In the end I climbed the entire length of the ghyll, as far as its source in the outfall from Hayeswater. There I sat a while, feeling as if the entire landscape I'd thought I'd known had somehow shifted over the decades. But then I realised I'd also been carrying this feeling with me for a while now – this general sense of unease at the pace of change, and of an uncertain future. I also realise, I have lived much of this landscape in my head. I wrote about it intimately in my novel The Lavender and the Rose – the setting being a conflation of the valleys off Patterdale, and the remoter reaches of the Far Eastern fells, plus some that did not exist anywhere outside of imagination.

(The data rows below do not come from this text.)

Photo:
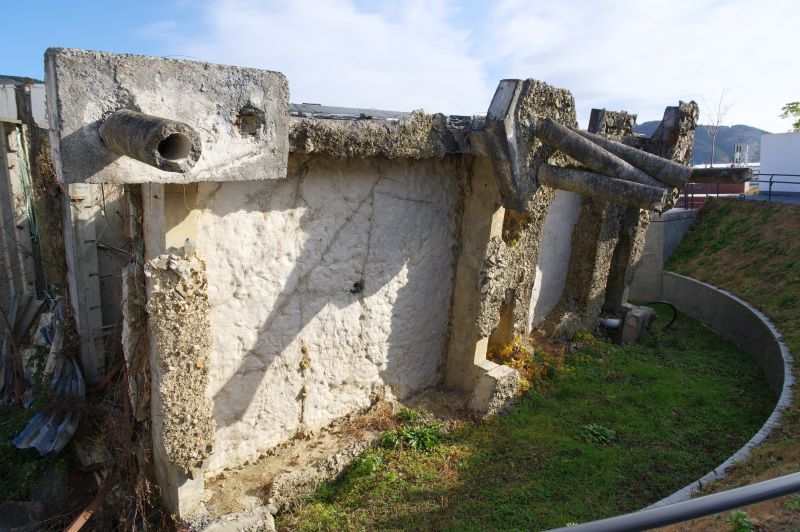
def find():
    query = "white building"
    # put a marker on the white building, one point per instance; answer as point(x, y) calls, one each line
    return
point(780, 156)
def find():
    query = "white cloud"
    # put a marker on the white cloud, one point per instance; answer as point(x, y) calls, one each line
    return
point(637, 55)
point(400, 57)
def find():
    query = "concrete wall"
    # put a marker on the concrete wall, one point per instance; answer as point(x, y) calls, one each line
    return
point(663, 235)
point(780, 154)
point(555, 250)
point(327, 289)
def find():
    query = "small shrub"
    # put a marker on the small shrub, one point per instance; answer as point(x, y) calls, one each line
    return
point(740, 522)
point(410, 416)
point(367, 464)
point(793, 504)
point(535, 366)
point(595, 433)
point(418, 437)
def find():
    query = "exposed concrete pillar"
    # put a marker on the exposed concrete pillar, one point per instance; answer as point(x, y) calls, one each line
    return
point(167, 224)
point(594, 239)
point(16, 260)
point(482, 221)
point(672, 141)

That said, I'm sure I did not imagine those falls, but like the past, like that day coming off Grey Crag, they are simply no longer assessible. The decades have erased them, reduced them in a sense to the story I'm telling now. And I realised too even the long silver arrow of Hayeswater was no longer as it was when I first encountered it, long ago. It used to be much higher, but at some point the dam at the outfall was removed, and the levels have settled back to a more natural level.
The photograph I took of the outfall was the only one to survive the cut, and a place I did not intend photographing at all. The others I deleted for one reason or another – blurred, poor composition, flat light, or simply disappointment at the apparent inaccessibility of the past. Whether that remaining photograph will one day carry the memory of place, or merely record the geography, only time will tell.
I briefly contemplated taking the higher routes back to Hartsop, over Satura Crag and the Angletarn Pikes, but that was a much longer day than I'd planned and not enough time on the ticket anyway. So I made my return the way I'd come, checked into the hotel, sat out on the green with, of all things, a leisurely pint of beer – since beer is not usually my thing.
Surrounded by the beauty of towering fell country, I fingered the maps on the phone, planning the next day's walk. But it was with a feeling the maps I've been carrying in my head are becoming increasingly unreliable for navigating the real world. Yet memory can retain an astonishing clarity our whole lives, accessible at the slightest turn of thought – the ache of a descent, the soothing shock of cold water on tired feet, the feeling of release from an intimidating mountain's grip. But it's the routes back that fail us. Roads collapse. Paths disappear among the swelling, steaming thickets of seasonal bracken. Gates, once open and inviting, we return to find locked against us.
But we keep going by whatever means come to hand, and with a growing awareness those old routes are not always reliable guides to memories of place. And by the same token, the paths we walk today may not be there tomorrow. Yet in some ways that's not important, and once followed, they can be discarded.
Memories of place seem gifted. They come to us with a feeling, with a sense of something having opened, allowing us into a more intimate relationship with our surroundings. It can be a moment of intensity, perhaps brought on by struggle or hardship, but other times that intensity comes out of nothing more than the kind of attention we bring to bear.
So, yes, although the routes we once travelled may prove unreliable, and the destinations themselves altered beyond all recognition, the moments in which a landscape once admitted us into itself remain curiously intact, long after the maps have forgotten how to get us there.